No, we’re not talking about this week’s fantasy racing picks, but those four drivers have been among drivers mentioned most often when it comes time for Hendrick Motorsports to name a replacement for Jimmie Johnson, who will retire after this season.

Yet even though filling Johnson’s spot is important, it’s not as much a priority right now as it is for the entire organization to learn more about the nuances of the new Chevrolet Camaro ZL1 1LE, according to HMS vice president of competition Jeff Andrews.

“We don’t have a timetable for that, to be honest with you,” Andrews said of naming a replacement for Johnson on Wednesday “The Morning Drive” on SiriusXM NASCAR Radio. “Our focus has been getting better race cars under Jimmie Johnson and getting better race cars for (crew chief) Cliff Daniels and his race team to work with on the weekend.

“The focus right now immediately for the 48 is to get a win, get that car in the playoffs, get multiple wins through the season and then get Jimmie Johnson to Phoenix at the end of the year to battle for that championship.”

Andrews admits the vibe around Hendrick Motorsports’ campus is markedly different this year, knowing it’s Johnson’s final season in the No. 48.

“I think the sense is pride here within Hendrick Motorsports, to just have been associated with someone like Jimmie,” Andrews told SiriusXM. “For those of us who have been here really throughout his career, we’re just incredibly proud that he chose to drive for Hendrick Motorsports throughout his whole career.

“But we’re also proud of all his accomplishments and what he’s done for this company. I think we would have an awful hard time of ever paying him back for all that. Our goal this year is giving him everything he needs for a multiple win season and to get to Phoenix. We owe him that at the least.”

The Hendrick organization has struggled in adapting to the new Chevrolet Camaro body style this year. In the season-opening Daytona 500, Chase Elliott (finished seventh) was the only HMS driver in the top 15.

Things were a bit better this past Sunday at Las Vegas. Johnson was the highest-finishing HMS driver (fifth), while Alex Bowman was 13th. But there was considerable sense of accomplishment overall for Chevrolet as a whole, with six of its Camaros in the top 10 (as opposed to only two Chevys in the top 10 at Daytona).

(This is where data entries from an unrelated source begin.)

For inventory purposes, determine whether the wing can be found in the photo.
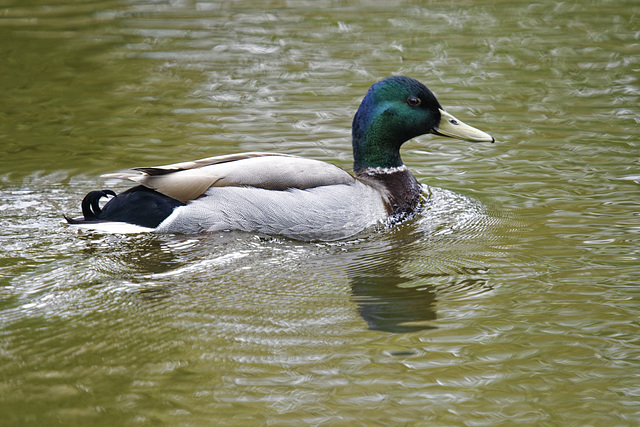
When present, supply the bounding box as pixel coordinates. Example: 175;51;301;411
102;153;355;203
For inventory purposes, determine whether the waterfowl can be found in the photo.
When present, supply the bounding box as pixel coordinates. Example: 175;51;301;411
66;76;494;241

That leaves Andrews, the competition department at HMS and Chevrolet officials as a whole feeling optimistic as the series heads for the third race of the season this weekend at the two-mile track in Fontana, California.

“From a barometer perspective, we’re feeling good about where we’ve been,” Andrews said. “We haven’t had that finish, that win that we’re looking for, but certainly we’ve started off the year with some good speed in our cars.

“The one thing that all of our drivers were commenting on is we had more speed in our cars and just had a better platform in our cars and a better ability to run multiple lines on the racetrack, which is something we haven’t in recent years.”

Admittedly, it’s been a tough road for Hendrick drivers over the last three seasons. Since Johnson’s seventh Cup championship in 2016, no HMS driver has reached the Championship 4 round since.

Also during that time frame, only two drivers have finished in the top-10 overall in the last three seasons (Chase Elliott, fifth in 2017, sixth in 2018 and 10th in 2019; and Johnson, 10th in 2017).

These next five races, particularly the last two of that stretch at Homestead-Miami and Texas, will help give Andrews and his staff a better handle on where their adjustment to the Camaro goes from there.

“We know it’s a long season and have a long ways to go with this,” Andrews told SiriusXM. “We need to get through three or four more races.

“I think we’ve targeted as a company a better understanding of where we’re at after the Homestead/Texas timeframe to get some types of tracks and learn with this new car.

“Steep learning curve with the new car and we’ve got to act quick. We have just a year to work with this before we get to another generation of race cars. … We’re looking forward to going back to the track this weekend in Fontana and see where we go with it.”